Se dividem as fases do jogo, de acordo com o momento, e até para contextualização e entendimento de nossa parte isso se faz necessária, mas a verdade é que o jogo é um só(como já dito por Guardiola e outros treinadores), ou seja, quando se ataca, se está também se preparando para defender, e vice-versa, as ações do jogo se tornarão cada vez mais interconectadas, assim como a utlização dos espaços.

A parte tática deverá ser marcada por equipes adaptáveis dentro do jogo(praticar ataque rápido, mas também ataque pausado, por exemplo), bem como mudanças na formação( se inicia um jogo no 1–4–2–3–1 , se modifica para o 1–3–3–3–1, se modifica para o 1–3–5–2 e assim vai, dependendo da necessidade da própria equipe e da atuação e adaptações do adversário em questão, e variando não só os números num suposto quadro tático imaginário e estacionário, mas também a posição e função dos jogadores).

As adaptações de outros esportes serão cada vez mais comuns, não só na parte tática, devemos olhar mais para o handebol, basquete, futebol americano, hockey e outros esportes…

Horst Wein em “The Science of Hockey” em 1972(traduzido):

Nenhum sistema se mantém.

…” Quando a maioria dos jogadores forem ao ataque, assim que a sua equipe ganha a posse de bola, e quando a maioria dos jogadores voltarem para a defesa, logo depois de suas equipes perderem a bola, nós teremos jogadores completos em todas as posições, o único uso real da escalação, será para dizer a qualquer pessoa interessada, quem está jogando e não em qual posição ele está jogando. Os jogadores,portanto,não vão preencher as posições de acordo com seus números nas costas ou para cumprir uma função específica, a posição deles no campo dependerá muito mais de cada situação que ocorre, independentemente do seu número nas costas, e da escalação que aparece no programa do jogo”.
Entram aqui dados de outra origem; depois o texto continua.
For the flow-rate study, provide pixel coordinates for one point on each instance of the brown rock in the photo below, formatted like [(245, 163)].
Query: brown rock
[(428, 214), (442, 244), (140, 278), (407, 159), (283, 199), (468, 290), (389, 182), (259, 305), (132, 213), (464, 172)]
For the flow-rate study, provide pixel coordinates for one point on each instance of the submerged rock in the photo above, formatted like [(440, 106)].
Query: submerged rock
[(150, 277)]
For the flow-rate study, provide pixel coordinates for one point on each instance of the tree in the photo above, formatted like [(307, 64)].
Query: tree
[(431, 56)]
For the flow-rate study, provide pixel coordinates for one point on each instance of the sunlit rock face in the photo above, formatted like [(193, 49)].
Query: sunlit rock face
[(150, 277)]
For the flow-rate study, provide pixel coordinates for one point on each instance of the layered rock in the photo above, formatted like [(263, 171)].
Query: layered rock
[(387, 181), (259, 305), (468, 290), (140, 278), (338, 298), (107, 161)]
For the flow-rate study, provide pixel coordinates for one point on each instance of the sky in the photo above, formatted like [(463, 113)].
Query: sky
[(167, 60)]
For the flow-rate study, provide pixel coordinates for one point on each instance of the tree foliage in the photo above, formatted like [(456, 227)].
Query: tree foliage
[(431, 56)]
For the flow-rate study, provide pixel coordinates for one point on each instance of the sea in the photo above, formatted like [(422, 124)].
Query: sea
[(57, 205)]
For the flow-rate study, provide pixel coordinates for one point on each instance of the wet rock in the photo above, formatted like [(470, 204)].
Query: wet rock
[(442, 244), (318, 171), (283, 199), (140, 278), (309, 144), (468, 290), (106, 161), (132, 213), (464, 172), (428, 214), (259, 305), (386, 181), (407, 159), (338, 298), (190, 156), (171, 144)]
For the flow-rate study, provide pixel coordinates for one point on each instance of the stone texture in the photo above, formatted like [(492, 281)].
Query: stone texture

Alguma semelhança com o futuro do futebol? Ou com a filosofia da Laranja Mecânica de Rinus Michels e Cruyff? Podemos nos exercitar para tentar ressignificar as coisas, não só o futebol, como na vida.

Nas análises sempre se usa muito para compreender um jogo ou uma equipe o “porque?”, desde um tempo atrás, adotei, assistindo esporte, seja futebol, basquete, futebol americano, o “porque não?” , porque as coisas não podem ser diferentes, porque não podem ser adaptadas , porque não se pode mudar e melhorar? E é com essa inquietude que avanço cada dia no estudo e na prática como técnico e amante do esporte ao lado das 4 linhas do futebol, com plena certeza de que nunca saberei tudo, ou o suficiente, mas sempre buscando mais.

“Existe uma antiga história sobre dois homens em um trem. Um deles, ao ver algumas ovelhas sem pelagem em um campo, disse: Essas ovelhas acabaram de ser tosquiadas”. O outro olhou por mais um instante e então comentou: Parecem ter sido — deste lado”. — John Holt , How Children Learn.

“De que valeria o pensamento se não nos convidasse a pensar de outro modo, em relação ao que acostumamos?” — Traduzido do perfil de @morenabeltran10

Obrigado e até breve!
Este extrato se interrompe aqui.